We were pretty much right on all of our assumptions, and Kate really seemed to enjoy herself. She started dancing (in her funky, Elaine Benes style of dance) as soon as the first band began playing! I wish I were so free. Kate had her arms up and was dancing with abandon, which is something that I've always wished I could do, but it's a rare moment when I bring myself to do it (publicly, that is). It's wonderful for me to see how free, joyful and unselfconscious Kate is; I hope she holds onto those things for a long time.

It turned out there were two opening acts and Jack Johnson didn't come to the stage until Kate's bedtime (around 8:30 p.m.), but we knew it would be a later than usual night for her, so we stayed to hear some of his music. Kate enjoyed sitting on her daddy's shoulders for a while, being held by me and swaying to the music together, and even doing a little more dancing on her own, but after four or five songs she started to get tired. I asked her if she wanted to lie down on the blanket we had spread out over the ground, and she said yes. So I made a little pillow out of her sweater and she lay down. I snuggled up beside her and we talked for a couple of minutes, nose-to-nose, until Jack started playing a song from the Curious George soundtrack, at which point Kate sat up and looked around at all of the adults around her who were singing and clapping and dancing to the music.

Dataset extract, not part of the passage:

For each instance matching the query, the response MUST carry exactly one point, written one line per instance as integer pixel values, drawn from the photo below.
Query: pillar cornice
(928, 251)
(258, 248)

She was too tired to get up, but it seemed like she was enjoying it.

Sean and I decided to pack up and leave before the concert was over, as times have changed and we had to get our little one home to bed. We also wanted to beat what was sure to be some seriously heavy traffic if we waited until the last song was over. So, off we went. We changed Kate into her pajamas when we got to our car (we actually had the forethought to bring Kate's p.j.'s with us), fighting off mosquitoes the whole time, and then we were on our way, feeling good about our experience. Our little love's first concert, and our first concert with her. I'm glad that it was Jack.